Perspective: The value of empowering effective female negotiation

Written by
Professor Sunny (Sun Young) Lee, UCL School of Management

26 Nov 2020

26 Nov 2020 • by Professor Sunny (Sun Young) Lee, UCL School of Management

Across the board, women are not negotiating for better salaries. Changing this narrative is a collective responsibility, explains Professor Sunny Lee.

The job website Glassdoor observes that women typically negotiate remarkably less than men in salary negotiations.  

Research in which I was involved has suggested several sources for women’s reticence in negotiations, including the negative reactions of others to women who are assertive and competitive. Our research extends this understanding by discussing how women’s peer cultures and related values may constrain their own behaviours.

Peer cultures, often related to gender and other demographic characteristics, affect a wide array of attitudes and behaviours including negotiations. 

Managing groups is key to negotiation

The first gender difference we identified is that compared to men, women are less comfortable in functioning in large groups while good at maintaining intimate dyadic relationships with relatively known others. By contrast, men are found to be good at managing collectives as they spend more time interacting with a broader spectrum of others in larger groups. This suggests that women may perform more poorly in multi-party negotiations, where the ability to navigate multiple parties and to manage effective coalitions is a key for success. 

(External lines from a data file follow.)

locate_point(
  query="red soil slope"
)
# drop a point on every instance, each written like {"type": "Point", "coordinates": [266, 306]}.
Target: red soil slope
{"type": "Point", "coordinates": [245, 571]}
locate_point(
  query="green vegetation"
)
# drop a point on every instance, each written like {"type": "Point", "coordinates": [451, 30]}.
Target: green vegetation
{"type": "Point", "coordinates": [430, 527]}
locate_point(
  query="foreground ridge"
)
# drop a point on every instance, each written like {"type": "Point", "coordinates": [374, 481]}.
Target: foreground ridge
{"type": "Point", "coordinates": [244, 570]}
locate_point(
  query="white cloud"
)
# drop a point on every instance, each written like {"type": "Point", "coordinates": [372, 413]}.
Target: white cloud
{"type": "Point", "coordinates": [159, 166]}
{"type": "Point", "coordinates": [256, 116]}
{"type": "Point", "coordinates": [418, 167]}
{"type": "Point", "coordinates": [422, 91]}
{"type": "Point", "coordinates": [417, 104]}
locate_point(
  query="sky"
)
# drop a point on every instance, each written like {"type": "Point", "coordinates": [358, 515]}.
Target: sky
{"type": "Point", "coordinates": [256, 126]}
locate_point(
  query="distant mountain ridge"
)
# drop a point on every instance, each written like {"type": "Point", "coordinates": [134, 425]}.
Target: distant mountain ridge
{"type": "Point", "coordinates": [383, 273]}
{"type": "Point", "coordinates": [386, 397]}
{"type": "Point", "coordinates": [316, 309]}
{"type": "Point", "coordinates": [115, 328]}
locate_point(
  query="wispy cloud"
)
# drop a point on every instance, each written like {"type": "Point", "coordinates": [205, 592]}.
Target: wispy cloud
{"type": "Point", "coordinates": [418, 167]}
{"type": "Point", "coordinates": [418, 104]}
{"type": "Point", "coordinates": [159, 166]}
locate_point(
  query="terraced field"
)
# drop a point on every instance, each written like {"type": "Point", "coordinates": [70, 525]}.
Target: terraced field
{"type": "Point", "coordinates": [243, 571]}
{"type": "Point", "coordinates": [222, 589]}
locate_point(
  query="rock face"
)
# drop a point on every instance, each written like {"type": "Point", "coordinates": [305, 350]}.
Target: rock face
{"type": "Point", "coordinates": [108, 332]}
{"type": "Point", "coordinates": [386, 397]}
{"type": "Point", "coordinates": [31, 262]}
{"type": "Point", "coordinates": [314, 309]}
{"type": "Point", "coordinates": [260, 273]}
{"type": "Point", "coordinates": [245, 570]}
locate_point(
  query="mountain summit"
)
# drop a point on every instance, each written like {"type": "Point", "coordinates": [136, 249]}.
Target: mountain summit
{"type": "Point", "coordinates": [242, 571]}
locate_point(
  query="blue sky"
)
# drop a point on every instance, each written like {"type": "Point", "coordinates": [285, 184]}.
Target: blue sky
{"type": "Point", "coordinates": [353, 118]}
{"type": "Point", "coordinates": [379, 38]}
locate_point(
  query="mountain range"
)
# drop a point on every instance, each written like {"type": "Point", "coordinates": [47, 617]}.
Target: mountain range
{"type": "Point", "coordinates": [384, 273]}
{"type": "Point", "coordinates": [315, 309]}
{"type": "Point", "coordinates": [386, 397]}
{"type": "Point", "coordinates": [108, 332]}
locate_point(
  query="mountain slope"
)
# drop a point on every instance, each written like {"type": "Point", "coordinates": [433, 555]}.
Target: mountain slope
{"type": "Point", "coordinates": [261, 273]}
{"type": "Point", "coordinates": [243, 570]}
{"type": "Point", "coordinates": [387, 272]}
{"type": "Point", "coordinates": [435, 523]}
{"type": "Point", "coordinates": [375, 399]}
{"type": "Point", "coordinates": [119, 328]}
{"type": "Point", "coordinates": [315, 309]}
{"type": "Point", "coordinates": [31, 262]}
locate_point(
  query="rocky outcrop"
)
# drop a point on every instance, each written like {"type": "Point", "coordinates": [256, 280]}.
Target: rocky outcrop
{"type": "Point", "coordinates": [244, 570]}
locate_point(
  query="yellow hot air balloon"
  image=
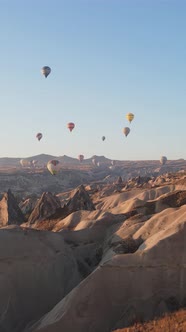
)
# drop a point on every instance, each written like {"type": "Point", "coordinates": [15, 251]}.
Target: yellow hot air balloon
{"type": "Point", "coordinates": [130, 117]}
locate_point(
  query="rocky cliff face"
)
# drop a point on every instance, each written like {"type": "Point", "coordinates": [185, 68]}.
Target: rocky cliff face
{"type": "Point", "coordinates": [10, 213]}
{"type": "Point", "coordinates": [126, 246]}
{"type": "Point", "coordinates": [48, 210]}
{"type": "Point", "coordinates": [37, 269]}
{"type": "Point", "coordinates": [45, 208]}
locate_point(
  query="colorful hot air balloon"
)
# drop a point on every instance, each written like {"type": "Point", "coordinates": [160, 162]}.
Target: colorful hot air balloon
{"type": "Point", "coordinates": [94, 161]}
{"type": "Point", "coordinates": [70, 126]}
{"type": "Point", "coordinates": [34, 162]}
{"type": "Point", "coordinates": [130, 117]}
{"type": "Point", "coordinates": [46, 71]}
{"type": "Point", "coordinates": [163, 160]}
{"type": "Point", "coordinates": [81, 158]}
{"type": "Point", "coordinates": [39, 136]}
{"type": "Point", "coordinates": [53, 166]}
{"type": "Point", "coordinates": [24, 163]}
{"type": "Point", "coordinates": [126, 131]}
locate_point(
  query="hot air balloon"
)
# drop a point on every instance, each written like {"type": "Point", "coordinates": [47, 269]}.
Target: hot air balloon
{"type": "Point", "coordinates": [46, 71]}
{"type": "Point", "coordinates": [130, 117]}
{"type": "Point", "coordinates": [163, 160]}
{"type": "Point", "coordinates": [126, 131]}
{"type": "Point", "coordinates": [39, 136]}
{"type": "Point", "coordinates": [94, 161]}
{"type": "Point", "coordinates": [24, 163]}
{"type": "Point", "coordinates": [70, 126]}
{"type": "Point", "coordinates": [81, 158]}
{"type": "Point", "coordinates": [34, 162]}
{"type": "Point", "coordinates": [53, 166]}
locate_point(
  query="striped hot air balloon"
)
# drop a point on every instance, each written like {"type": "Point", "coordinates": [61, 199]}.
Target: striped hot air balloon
{"type": "Point", "coordinates": [70, 126]}
{"type": "Point", "coordinates": [39, 136]}
{"type": "Point", "coordinates": [53, 166]}
{"type": "Point", "coordinates": [130, 117]}
{"type": "Point", "coordinates": [46, 71]}
{"type": "Point", "coordinates": [81, 157]}
{"type": "Point", "coordinates": [126, 131]}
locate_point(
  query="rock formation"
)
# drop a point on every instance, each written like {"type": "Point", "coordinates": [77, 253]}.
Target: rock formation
{"type": "Point", "coordinates": [45, 208]}
{"type": "Point", "coordinates": [10, 213]}
{"type": "Point", "coordinates": [37, 269]}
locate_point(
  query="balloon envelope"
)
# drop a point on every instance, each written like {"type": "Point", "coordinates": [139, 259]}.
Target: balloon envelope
{"type": "Point", "coordinates": [70, 126]}
{"type": "Point", "coordinates": [46, 71]}
{"type": "Point", "coordinates": [39, 136]}
{"type": "Point", "coordinates": [163, 160]}
{"type": "Point", "coordinates": [53, 166]}
{"type": "Point", "coordinates": [81, 157]}
{"type": "Point", "coordinates": [126, 131]}
{"type": "Point", "coordinates": [130, 116]}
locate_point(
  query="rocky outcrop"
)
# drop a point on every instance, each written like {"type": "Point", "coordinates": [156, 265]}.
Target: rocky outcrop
{"type": "Point", "coordinates": [37, 269]}
{"type": "Point", "coordinates": [46, 207]}
{"type": "Point", "coordinates": [80, 200]}
{"type": "Point", "coordinates": [52, 212]}
{"type": "Point", "coordinates": [10, 213]}
{"type": "Point", "coordinates": [128, 287]}
{"type": "Point", "coordinates": [28, 205]}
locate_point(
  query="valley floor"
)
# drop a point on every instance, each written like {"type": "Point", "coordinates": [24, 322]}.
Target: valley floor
{"type": "Point", "coordinates": [175, 322]}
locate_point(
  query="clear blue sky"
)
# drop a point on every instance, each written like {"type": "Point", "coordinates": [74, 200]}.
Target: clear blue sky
{"type": "Point", "coordinates": [108, 58]}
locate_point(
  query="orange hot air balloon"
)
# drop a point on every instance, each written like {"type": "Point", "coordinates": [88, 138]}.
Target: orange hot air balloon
{"type": "Point", "coordinates": [70, 126]}
{"type": "Point", "coordinates": [81, 158]}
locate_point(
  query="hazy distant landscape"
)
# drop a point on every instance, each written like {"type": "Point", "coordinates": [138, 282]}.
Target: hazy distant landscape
{"type": "Point", "coordinates": [92, 242]}
{"type": "Point", "coordinates": [92, 166]}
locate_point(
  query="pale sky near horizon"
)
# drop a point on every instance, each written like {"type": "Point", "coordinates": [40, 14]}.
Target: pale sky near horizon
{"type": "Point", "coordinates": [108, 58]}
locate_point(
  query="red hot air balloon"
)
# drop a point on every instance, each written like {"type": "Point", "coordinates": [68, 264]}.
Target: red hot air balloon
{"type": "Point", "coordinates": [81, 158]}
{"type": "Point", "coordinates": [70, 126]}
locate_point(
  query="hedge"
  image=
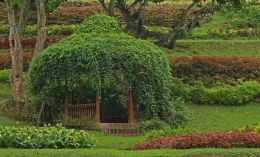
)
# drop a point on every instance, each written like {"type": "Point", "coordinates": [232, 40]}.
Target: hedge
{"type": "Point", "coordinates": [44, 137]}
{"type": "Point", "coordinates": [212, 68]}
{"type": "Point", "coordinates": [203, 140]}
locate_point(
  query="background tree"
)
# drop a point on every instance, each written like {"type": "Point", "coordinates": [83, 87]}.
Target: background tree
{"type": "Point", "coordinates": [133, 13]}
{"type": "Point", "coordinates": [15, 14]}
{"type": "Point", "coordinates": [41, 26]}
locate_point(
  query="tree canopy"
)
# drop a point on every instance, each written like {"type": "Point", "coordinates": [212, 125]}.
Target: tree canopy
{"type": "Point", "coordinates": [143, 66]}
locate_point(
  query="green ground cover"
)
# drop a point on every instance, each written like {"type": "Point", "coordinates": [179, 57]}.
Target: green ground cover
{"type": "Point", "coordinates": [223, 118]}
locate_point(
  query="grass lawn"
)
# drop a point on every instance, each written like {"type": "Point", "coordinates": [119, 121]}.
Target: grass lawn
{"type": "Point", "coordinates": [216, 48]}
{"type": "Point", "coordinates": [222, 118]}
{"type": "Point", "coordinates": [238, 152]}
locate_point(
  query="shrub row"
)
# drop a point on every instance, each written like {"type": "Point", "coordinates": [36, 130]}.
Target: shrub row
{"type": "Point", "coordinates": [204, 140]}
{"type": "Point", "coordinates": [220, 94]}
{"type": "Point", "coordinates": [29, 42]}
{"type": "Point", "coordinates": [44, 137]}
{"type": "Point", "coordinates": [211, 68]}
{"type": "Point", "coordinates": [221, 33]}
{"type": "Point", "coordinates": [5, 60]}
{"type": "Point", "coordinates": [31, 30]}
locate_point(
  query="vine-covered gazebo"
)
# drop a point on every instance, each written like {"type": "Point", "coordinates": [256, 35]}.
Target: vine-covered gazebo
{"type": "Point", "coordinates": [99, 51]}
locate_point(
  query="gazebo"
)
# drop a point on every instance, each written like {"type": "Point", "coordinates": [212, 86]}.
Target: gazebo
{"type": "Point", "coordinates": [140, 65]}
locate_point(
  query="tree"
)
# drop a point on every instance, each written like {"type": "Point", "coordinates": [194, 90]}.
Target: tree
{"type": "Point", "coordinates": [180, 26]}
{"type": "Point", "coordinates": [41, 26]}
{"type": "Point", "coordinates": [110, 8]}
{"type": "Point", "coordinates": [16, 50]}
{"type": "Point", "coordinates": [133, 13]}
{"type": "Point", "coordinates": [184, 24]}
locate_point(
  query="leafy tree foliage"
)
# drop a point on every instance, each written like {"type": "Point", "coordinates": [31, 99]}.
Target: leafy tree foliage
{"type": "Point", "coordinates": [142, 65]}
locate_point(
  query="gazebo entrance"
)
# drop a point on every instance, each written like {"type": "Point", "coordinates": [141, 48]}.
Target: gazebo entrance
{"type": "Point", "coordinates": [93, 110]}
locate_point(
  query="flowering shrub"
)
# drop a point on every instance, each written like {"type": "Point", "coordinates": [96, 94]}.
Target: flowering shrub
{"type": "Point", "coordinates": [44, 137]}
{"type": "Point", "coordinates": [28, 42]}
{"type": "Point", "coordinates": [211, 68]}
{"type": "Point", "coordinates": [251, 128]}
{"type": "Point", "coordinates": [5, 60]}
{"type": "Point", "coordinates": [203, 140]}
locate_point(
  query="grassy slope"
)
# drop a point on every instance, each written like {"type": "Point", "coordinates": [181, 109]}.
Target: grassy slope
{"type": "Point", "coordinates": [222, 118]}
{"type": "Point", "coordinates": [241, 152]}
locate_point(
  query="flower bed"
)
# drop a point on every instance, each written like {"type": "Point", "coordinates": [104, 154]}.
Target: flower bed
{"type": "Point", "coordinates": [203, 140]}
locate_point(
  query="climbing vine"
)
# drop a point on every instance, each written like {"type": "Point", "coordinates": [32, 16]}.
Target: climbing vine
{"type": "Point", "coordinates": [142, 65]}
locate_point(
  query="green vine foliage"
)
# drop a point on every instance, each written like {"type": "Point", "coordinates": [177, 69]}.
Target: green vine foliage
{"type": "Point", "coordinates": [142, 65]}
{"type": "Point", "coordinates": [100, 23]}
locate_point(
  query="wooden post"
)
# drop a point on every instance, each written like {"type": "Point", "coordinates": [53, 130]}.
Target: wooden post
{"type": "Point", "coordinates": [131, 115]}
{"type": "Point", "coordinates": [97, 107]}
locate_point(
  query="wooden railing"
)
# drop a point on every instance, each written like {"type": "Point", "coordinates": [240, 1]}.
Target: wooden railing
{"type": "Point", "coordinates": [82, 110]}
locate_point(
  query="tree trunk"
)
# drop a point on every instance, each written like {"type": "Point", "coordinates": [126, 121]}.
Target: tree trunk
{"type": "Point", "coordinates": [181, 25]}
{"type": "Point", "coordinates": [111, 8]}
{"type": "Point", "coordinates": [23, 17]}
{"type": "Point", "coordinates": [41, 26]}
{"type": "Point", "coordinates": [16, 57]}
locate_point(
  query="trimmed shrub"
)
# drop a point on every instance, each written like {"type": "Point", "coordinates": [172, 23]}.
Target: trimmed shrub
{"type": "Point", "coordinates": [44, 137]}
{"type": "Point", "coordinates": [210, 68]}
{"type": "Point", "coordinates": [203, 140]}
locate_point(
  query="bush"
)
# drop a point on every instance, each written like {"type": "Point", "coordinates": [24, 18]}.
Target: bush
{"type": "Point", "coordinates": [44, 137]}
{"type": "Point", "coordinates": [100, 23]}
{"type": "Point", "coordinates": [4, 75]}
{"type": "Point", "coordinates": [180, 113]}
{"type": "Point", "coordinates": [210, 69]}
{"type": "Point", "coordinates": [251, 128]}
{"type": "Point", "coordinates": [167, 131]}
{"type": "Point", "coordinates": [153, 124]}
{"type": "Point", "coordinates": [203, 140]}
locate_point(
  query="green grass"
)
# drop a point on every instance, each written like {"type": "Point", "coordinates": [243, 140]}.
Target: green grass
{"type": "Point", "coordinates": [223, 118]}
{"type": "Point", "coordinates": [245, 152]}
{"type": "Point", "coordinates": [216, 48]}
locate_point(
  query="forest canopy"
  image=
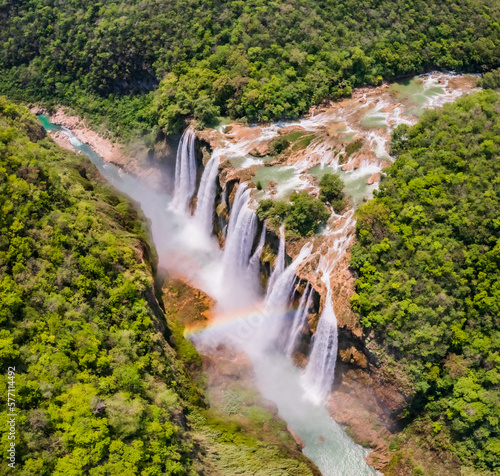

The second gender difference we observed was that men, who are often exposed to more intergroup competition (e.g., team sports) as part of their socialisation, tend to feel more comfortable with competing with others for status. By contrast, women, due to a peer culture that has a greater appreciation for harmony and equality, often find competition inherently undesirable. Given all negotiations have a competitive component, this difference might explain a greater reluctance to enter negotiations and suboptimal performance during negotiations. 

Lastly, in women’s friendships, a higher level of exclusivity is typically required, and tolerance for conflicts is lower than in male’s group-based friendships. This difference has an implication in work relationships that shifts between competitive situations such as negotiations and cooperative ones. After women negotiate with their coworkers, they might find it difficult to cooperate with them in new tasks, in short, experiencing some relational damage.

Research and popular articles have highlighted how costly the absence of negotiation can be. A failure to negotiate at work can lead to lower salaries and the dismissal of important career opportunities. A failure to empower women in negotiations can hurt organisations as well, by narrowing their talent pipeline. 

Actively shifting the negotiation dynamic

So what can we do to encourage women to engage more actively in negotiations at their work? Although our personalities and value systems are often shaped early on, adults can change their beliefs and behaviours through the intention for change and regular practice. First, if you find negotiations negative and difficult, you first need to consider the wide array of benefits that negotiations can bring you and any organisations you are a part of. Open and proactive negotiations for promotions can open avenues for better development and training, which can be beneficial to employees and employers.

Second, if you identify practice as the issue, begin by taking part in company-organised workshops on negotiations, or encourage your workplace to set them up. Outside work, debate clubs, volunteer groups, or team sports such as netball or soccer all can be a great setting where individuals naturally interact with multiple others, negotiate for a variety of decisions, and form and dissolve different allies. Like many other things, practice will make negotiation more comfortable. 

Finally, women need to check the degree to which emotions play a role in negotiating situations, as emotions are one of the strongest habits. Even after broadening our view on negotiation, negative emotions may arise from time to time. There is no one-for-all solution for emotion management. But research has shown that we can manage our emotions to a good extent through paying attention our own self-narratives. 

Although I have highlighted a set of things women can do themselves to be more active and comfortable in negotiations, I do not suggest that it is all about changing ourselves. Organisations should provide support, given that employees’ thoughts and behaviours are constantly shaped and reshaped in the workplaces, where they spend much of their waking life.  

Organisations must set up cultures and procedures where employees can openly propose different ideas to their company, as well as to each other.